It’s hopelessly old-fashioned to care about it’s versus its. Who versus whom. Affect versus effect. But I do. I really do.

As I wasted time on Twitter today, I ran across a tweet about National Grammar Day. March 4th. Every year. “Oh happy day,” I tweeted. Instantly, some fellow grammarians tweeted back: “avoid verbing nouns” said Eric Andersen; and watch out for “over versus more than! :)” said Alex Williams. I’ll have to look that one up; I know there’s a difference. (Here’s the answer, thanks to Alex.)

There are so many things I love about National Grammar Day. It was founded by the Society for the Promotion of Good Grammar in 2008. The SPOGG? Need I say more?? And the celebration is hosted this year by none other than Grammar Girl, author of Grammar Girl’s Quick and Dirty Tips for Better Writing. Be sure to visit the NGD site for teaching materials, 10 grammar myths, free e-cards, T-shirts, suggested blogs and more.

I’m the kind of person who was REALLY good at diagramming sentences in 4th grade. I can remember my 4th grade teacher drawing out the elegant diagrams.
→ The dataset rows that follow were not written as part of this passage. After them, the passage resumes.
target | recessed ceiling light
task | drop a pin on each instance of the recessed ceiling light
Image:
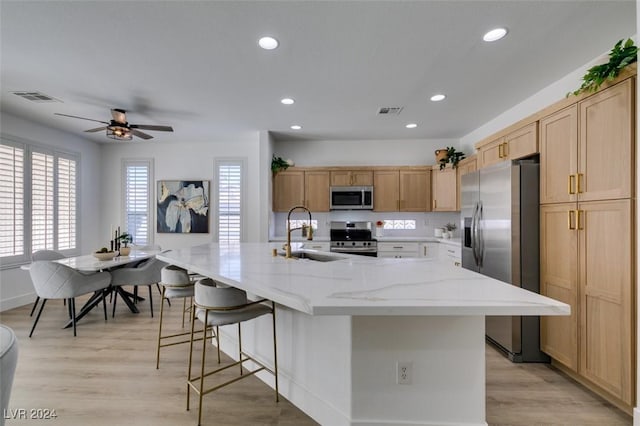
(268, 43)
(495, 34)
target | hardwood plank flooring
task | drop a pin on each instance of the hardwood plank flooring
(107, 376)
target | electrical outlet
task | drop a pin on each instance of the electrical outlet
(404, 372)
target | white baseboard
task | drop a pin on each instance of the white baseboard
(16, 302)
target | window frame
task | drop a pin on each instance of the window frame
(150, 187)
(242, 162)
(30, 147)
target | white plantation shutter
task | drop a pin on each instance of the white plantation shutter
(11, 201)
(66, 204)
(229, 201)
(42, 208)
(137, 175)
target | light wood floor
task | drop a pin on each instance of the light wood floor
(106, 376)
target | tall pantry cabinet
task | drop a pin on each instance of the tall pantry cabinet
(587, 169)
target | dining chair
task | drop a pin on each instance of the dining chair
(147, 274)
(55, 281)
(44, 255)
(215, 305)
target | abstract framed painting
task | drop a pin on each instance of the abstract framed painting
(182, 206)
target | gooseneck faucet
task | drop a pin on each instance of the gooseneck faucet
(304, 227)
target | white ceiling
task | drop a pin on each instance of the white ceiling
(196, 65)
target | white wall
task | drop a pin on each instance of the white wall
(177, 161)
(411, 152)
(15, 285)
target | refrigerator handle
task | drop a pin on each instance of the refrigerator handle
(474, 234)
(480, 236)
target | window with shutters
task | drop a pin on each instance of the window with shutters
(137, 200)
(230, 195)
(38, 201)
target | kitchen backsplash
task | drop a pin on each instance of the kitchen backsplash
(425, 223)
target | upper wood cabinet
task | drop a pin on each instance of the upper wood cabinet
(465, 166)
(386, 190)
(444, 189)
(587, 150)
(288, 190)
(351, 177)
(407, 190)
(316, 190)
(415, 190)
(297, 187)
(517, 144)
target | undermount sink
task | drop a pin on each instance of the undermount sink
(318, 257)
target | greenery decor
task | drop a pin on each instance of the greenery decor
(620, 56)
(452, 157)
(125, 238)
(277, 164)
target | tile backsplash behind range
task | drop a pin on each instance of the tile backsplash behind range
(425, 222)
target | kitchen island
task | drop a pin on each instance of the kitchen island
(347, 327)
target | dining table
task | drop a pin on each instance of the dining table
(91, 264)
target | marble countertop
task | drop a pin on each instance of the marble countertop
(360, 285)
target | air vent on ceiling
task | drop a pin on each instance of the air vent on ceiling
(36, 96)
(390, 110)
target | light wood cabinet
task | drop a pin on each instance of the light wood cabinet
(316, 189)
(587, 150)
(444, 189)
(407, 190)
(351, 177)
(606, 310)
(465, 166)
(299, 187)
(517, 144)
(415, 190)
(586, 262)
(288, 190)
(559, 280)
(386, 190)
(587, 245)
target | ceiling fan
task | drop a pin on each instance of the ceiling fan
(119, 129)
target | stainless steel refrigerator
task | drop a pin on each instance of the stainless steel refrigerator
(500, 223)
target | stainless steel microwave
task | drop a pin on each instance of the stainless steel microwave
(351, 197)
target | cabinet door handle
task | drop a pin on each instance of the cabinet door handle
(571, 184)
(580, 223)
(580, 177)
(570, 220)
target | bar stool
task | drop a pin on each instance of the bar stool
(215, 305)
(176, 284)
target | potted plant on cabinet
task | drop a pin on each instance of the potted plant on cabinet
(125, 238)
(451, 156)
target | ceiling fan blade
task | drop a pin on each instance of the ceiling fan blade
(119, 115)
(81, 118)
(141, 134)
(97, 129)
(151, 127)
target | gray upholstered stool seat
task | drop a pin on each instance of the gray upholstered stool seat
(216, 305)
(8, 361)
(176, 283)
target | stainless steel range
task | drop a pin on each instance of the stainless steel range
(353, 238)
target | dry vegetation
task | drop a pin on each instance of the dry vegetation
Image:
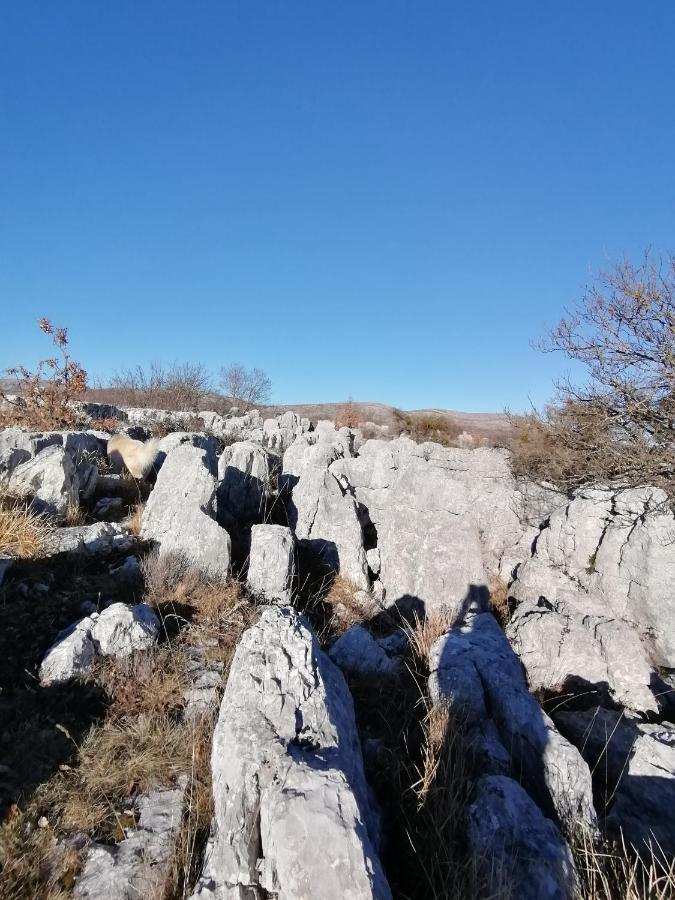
(23, 532)
(43, 398)
(619, 426)
(427, 427)
(140, 741)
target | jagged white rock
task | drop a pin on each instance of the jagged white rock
(117, 631)
(271, 567)
(292, 817)
(180, 515)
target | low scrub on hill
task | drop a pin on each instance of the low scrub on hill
(427, 427)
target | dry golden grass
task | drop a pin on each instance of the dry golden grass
(117, 760)
(343, 607)
(136, 518)
(499, 599)
(23, 533)
(423, 633)
(143, 741)
(74, 515)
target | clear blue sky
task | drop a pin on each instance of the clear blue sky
(380, 199)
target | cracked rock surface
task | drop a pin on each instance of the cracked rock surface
(291, 801)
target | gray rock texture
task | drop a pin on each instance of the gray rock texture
(50, 478)
(474, 669)
(634, 762)
(117, 631)
(271, 568)
(292, 817)
(519, 851)
(140, 865)
(180, 513)
(358, 651)
(245, 473)
(596, 600)
(323, 515)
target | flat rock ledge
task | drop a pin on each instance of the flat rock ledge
(292, 817)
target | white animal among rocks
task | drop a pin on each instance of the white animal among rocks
(137, 456)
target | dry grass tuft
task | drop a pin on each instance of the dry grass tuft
(609, 871)
(436, 827)
(423, 633)
(23, 533)
(74, 515)
(345, 607)
(170, 581)
(499, 599)
(136, 518)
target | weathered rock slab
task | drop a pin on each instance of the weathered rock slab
(292, 817)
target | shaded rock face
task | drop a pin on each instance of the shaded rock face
(520, 852)
(180, 514)
(475, 671)
(324, 517)
(271, 568)
(292, 817)
(596, 605)
(358, 651)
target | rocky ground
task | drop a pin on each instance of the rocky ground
(300, 664)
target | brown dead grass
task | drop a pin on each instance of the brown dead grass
(615, 871)
(423, 633)
(23, 533)
(142, 742)
(499, 599)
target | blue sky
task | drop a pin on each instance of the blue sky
(382, 200)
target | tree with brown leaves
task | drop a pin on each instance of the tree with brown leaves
(43, 398)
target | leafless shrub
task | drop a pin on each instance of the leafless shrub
(349, 415)
(619, 427)
(245, 387)
(181, 387)
(42, 399)
(427, 427)
(23, 533)
(424, 632)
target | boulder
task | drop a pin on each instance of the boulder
(473, 668)
(245, 473)
(49, 478)
(324, 517)
(180, 513)
(140, 864)
(292, 817)
(357, 651)
(614, 550)
(429, 543)
(117, 631)
(570, 644)
(518, 851)
(271, 568)
(634, 763)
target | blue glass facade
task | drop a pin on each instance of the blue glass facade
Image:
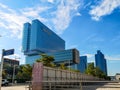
(38, 38)
(101, 61)
(26, 37)
(82, 66)
(68, 57)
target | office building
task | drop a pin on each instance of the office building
(11, 62)
(101, 61)
(82, 65)
(39, 39)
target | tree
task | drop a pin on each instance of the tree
(25, 72)
(90, 69)
(46, 60)
(62, 66)
(95, 71)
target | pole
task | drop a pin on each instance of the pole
(13, 74)
(1, 68)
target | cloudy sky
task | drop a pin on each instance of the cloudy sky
(88, 25)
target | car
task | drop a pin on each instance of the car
(5, 82)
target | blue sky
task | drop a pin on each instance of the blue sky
(88, 25)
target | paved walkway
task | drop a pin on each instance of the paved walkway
(108, 86)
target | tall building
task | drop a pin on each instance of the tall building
(11, 62)
(101, 61)
(82, 66)
(38, 38)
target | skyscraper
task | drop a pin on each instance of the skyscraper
(101, 61)
(82, 66)
(38, 39)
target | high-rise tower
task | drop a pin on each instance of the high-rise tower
(101, 61)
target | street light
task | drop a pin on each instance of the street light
(14, 69)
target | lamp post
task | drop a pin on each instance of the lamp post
(14, 69)
(1, 68)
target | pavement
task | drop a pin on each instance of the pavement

It was pure as math (not that I’m good at math). And I can’t help but proofread anything (and I mean anything) I’m reading, whether it’s the back of a soup can or a book. Grammatical errors, for me, are like fingernails on a chalkboard. (Thanks to my lawyer son for the correction. I previously wrote chalk on a blackboard.) Although I have been known to, er, split an infinitive now and again.

Grammatical homage to the Rev. Peter Gomes

National Grammar Day also puts me in mind of Harvard’s Reverend Peter Gomes, who died this week. Rev. Gomes was an author, a theologian, a minister and a distinguished professor for close to four decades. He was also a wordsmith and very funny.

As minister of Harvard’s nondemoninational Memorial Church, he traditionally delivered a welcome to freshmen and then a sendoff to graduating seniors and their parents. When our older daughter graduated from Harvard, he made the following pronouncement in his typically thundering cadence:

It is not who you know that matters. It is whom you know.
– Rev. Peter Gomes

(Most of) the audience roared. We’ve told that story at family weddings.